## 1.5 Likelihood

The likelihood function is the likelihood of a parameter $$\theta$$ given an observed value of the random variable $$X$$. The likelihood function is identical to the probability distribution function, except that it reverses which variable is considered fixed. E.g., the binomial probability distribution expresses the probability that $$X = x$$ given the success probability $$\theta = \pi$$.

$f(x|\pi) = \frac{n!}{x!(n-x)!} \pi^x (1-\pi)^{n-x}.$

The corresponding likelihood function expresses the probability that $$\pi = p$$ given the observed value $$x$$.

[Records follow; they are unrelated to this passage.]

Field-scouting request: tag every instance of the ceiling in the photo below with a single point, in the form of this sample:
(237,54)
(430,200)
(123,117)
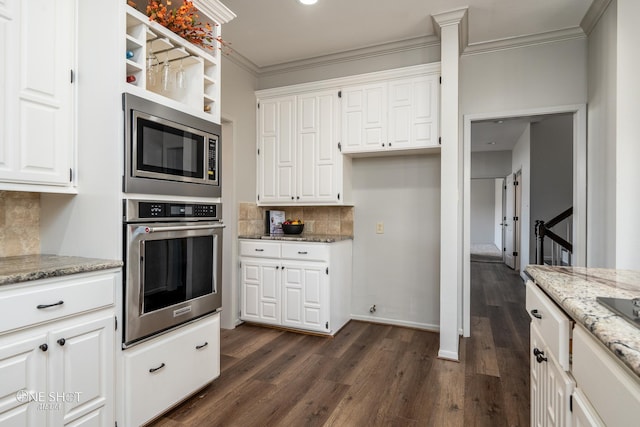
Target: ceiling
(273,32)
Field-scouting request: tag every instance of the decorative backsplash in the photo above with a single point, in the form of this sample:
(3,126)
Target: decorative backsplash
(326,220)
(19,223)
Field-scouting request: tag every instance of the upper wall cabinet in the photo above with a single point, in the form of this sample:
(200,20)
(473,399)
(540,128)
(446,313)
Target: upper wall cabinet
(298,157)
(391,115)
(161,63)
(37,54)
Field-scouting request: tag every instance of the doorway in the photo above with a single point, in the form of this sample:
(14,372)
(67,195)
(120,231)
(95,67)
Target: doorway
(579,184)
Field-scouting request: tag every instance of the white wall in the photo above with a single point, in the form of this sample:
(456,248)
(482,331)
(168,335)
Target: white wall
(551,174)
(482,211)
(398,271)
(601,193)
(521,161)
(238,173)
(627,144)
(490,164)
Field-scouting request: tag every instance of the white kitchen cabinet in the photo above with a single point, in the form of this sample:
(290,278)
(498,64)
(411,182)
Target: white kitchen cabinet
(301,285)
(58,366)
(37,57)
(364,117)
(277,150)
(298,157)
(551,384)
(155,373)
(391,115)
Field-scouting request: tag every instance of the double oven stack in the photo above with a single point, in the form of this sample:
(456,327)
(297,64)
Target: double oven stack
(172,227)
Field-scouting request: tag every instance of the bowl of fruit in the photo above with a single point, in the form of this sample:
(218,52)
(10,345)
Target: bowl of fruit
(292,227)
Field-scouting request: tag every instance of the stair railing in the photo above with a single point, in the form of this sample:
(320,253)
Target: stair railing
(559,245)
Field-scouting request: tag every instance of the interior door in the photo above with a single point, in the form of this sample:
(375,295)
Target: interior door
(509,224)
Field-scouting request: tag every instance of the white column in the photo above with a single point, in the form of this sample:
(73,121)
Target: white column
(627,137)
(452,28)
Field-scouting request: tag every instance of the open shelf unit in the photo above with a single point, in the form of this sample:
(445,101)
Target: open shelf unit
(152,47)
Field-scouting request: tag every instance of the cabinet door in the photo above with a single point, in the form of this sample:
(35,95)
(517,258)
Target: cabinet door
(413,108)
(261,291)
(23,369)
(82,371)
(319,160)
(551,386)
(582,413)
(276,149)
(305,298)
(37,56)
(364,118)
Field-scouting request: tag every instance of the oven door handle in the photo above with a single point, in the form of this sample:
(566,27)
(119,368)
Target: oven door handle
(148,229)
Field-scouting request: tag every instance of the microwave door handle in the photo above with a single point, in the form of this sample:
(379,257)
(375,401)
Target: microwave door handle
(181,228)
(143,254)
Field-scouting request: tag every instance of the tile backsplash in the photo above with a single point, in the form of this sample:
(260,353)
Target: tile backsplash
(326,220)
(19,223)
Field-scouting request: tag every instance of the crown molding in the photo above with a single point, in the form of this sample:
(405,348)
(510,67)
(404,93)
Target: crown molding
(522,41)
(243,62)
(593,15)
(457,17)
(351,55)
(215,10)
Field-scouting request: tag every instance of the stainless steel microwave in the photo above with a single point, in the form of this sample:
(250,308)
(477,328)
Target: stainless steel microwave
(169,152)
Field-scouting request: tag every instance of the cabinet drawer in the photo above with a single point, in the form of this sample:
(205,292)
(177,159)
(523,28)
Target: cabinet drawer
(56,298)
(553,324)
(170,368)
(611,390)
(260,249)
(305,251)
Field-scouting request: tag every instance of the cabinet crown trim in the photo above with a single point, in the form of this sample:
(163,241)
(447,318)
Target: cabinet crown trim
(336,83)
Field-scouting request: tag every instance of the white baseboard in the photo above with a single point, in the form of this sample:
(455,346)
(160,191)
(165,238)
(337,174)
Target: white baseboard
(396,322)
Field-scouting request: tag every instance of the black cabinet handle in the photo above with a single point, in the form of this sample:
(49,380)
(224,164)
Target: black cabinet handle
(41,306)
(152,370)
(539,354)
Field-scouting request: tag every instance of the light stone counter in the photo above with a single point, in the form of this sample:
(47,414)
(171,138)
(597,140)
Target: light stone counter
(25,268)
(318,238)
(575,290)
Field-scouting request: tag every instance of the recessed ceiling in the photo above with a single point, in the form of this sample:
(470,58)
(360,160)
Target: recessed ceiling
(270,32)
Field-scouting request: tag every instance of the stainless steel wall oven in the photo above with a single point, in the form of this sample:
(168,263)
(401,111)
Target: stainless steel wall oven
(173,264)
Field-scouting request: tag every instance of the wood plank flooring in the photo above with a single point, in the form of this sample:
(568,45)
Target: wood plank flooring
(376,375)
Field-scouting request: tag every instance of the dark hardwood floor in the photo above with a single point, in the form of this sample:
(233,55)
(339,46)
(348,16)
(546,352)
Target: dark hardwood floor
(376,375)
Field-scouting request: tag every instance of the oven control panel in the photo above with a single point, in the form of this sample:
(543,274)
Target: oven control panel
(143,210)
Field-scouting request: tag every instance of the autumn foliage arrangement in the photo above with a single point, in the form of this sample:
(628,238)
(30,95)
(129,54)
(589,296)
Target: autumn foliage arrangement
(183,21)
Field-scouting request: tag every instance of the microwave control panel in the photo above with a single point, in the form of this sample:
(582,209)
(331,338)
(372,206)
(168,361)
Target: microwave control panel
(213,150)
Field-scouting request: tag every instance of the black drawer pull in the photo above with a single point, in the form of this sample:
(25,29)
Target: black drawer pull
(152,370)
(41,306)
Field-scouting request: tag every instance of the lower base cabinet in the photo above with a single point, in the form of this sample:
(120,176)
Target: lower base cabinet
(162,372)
(304,286)
(57,366)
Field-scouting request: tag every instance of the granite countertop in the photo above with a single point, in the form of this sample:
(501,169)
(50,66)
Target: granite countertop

$L(p|x) = \frac{n!}{x!(n-x)!} p^x (1-p)^{n-x}.$

You usually want to know the value of $$\theta$$ at the maximum of the likelihood function. When taking derivatives, any multiplicative constant is irrevelant and can be discarded. So for the binomial distribution, the likelihood function for $$\pi$$ may instead be expressed as

$L(p|x) \propto p^x (1-p)^{n-x}$

Calculating the maximum is usually simplified using the log-likelihood, $$l(\theta|x) = \log L(\theta|x)$$. For the binomial distribution, $$l(p|x) = x \log p + (n - x) \log (1 - p)$$. Frequently you derive loglikelihood from a sample. The overall likelihood is the product of the individual likelihoods, and the overall loglikelihood is the log of the overall likelihood.

$l(\theta|x) = \log \prod_{i=1}^n f(x_i|\theta)$

Here are plots of the binomial log-likelihood of $$pi$$ for several values of $$X$$ from a sample of size $$n = 5$$. As the total sample size $$n$$ grows, the loglikelihood function becomes more sharply peaked around its maximum, and becomes nearly quadratic (i.e. a parabola, if there is a single parameter). Here is the same plot with $$n = 500$$. The value of $$\theta$$ that maximizes $$l$$ (and $$L$$) is the maximum-likelihood estimator (MLE) of $$\theta$$, $$\hat{\theta}$$. E.g., suppose you have an experiment of $$n = 5$$ Bernoulli trials $$\left(X \sim Bin(5, \pi) \right)$$ with and $$X = 3$$ successful events. A plot of $$L(p|x) = p^3(1 - p)^2$$ shows the MLE is at $$p = 0.6$$. This approach is called maximum-likelihood estimation. MLE usually involves setting the derivatives to zero and solving for $$theta$$.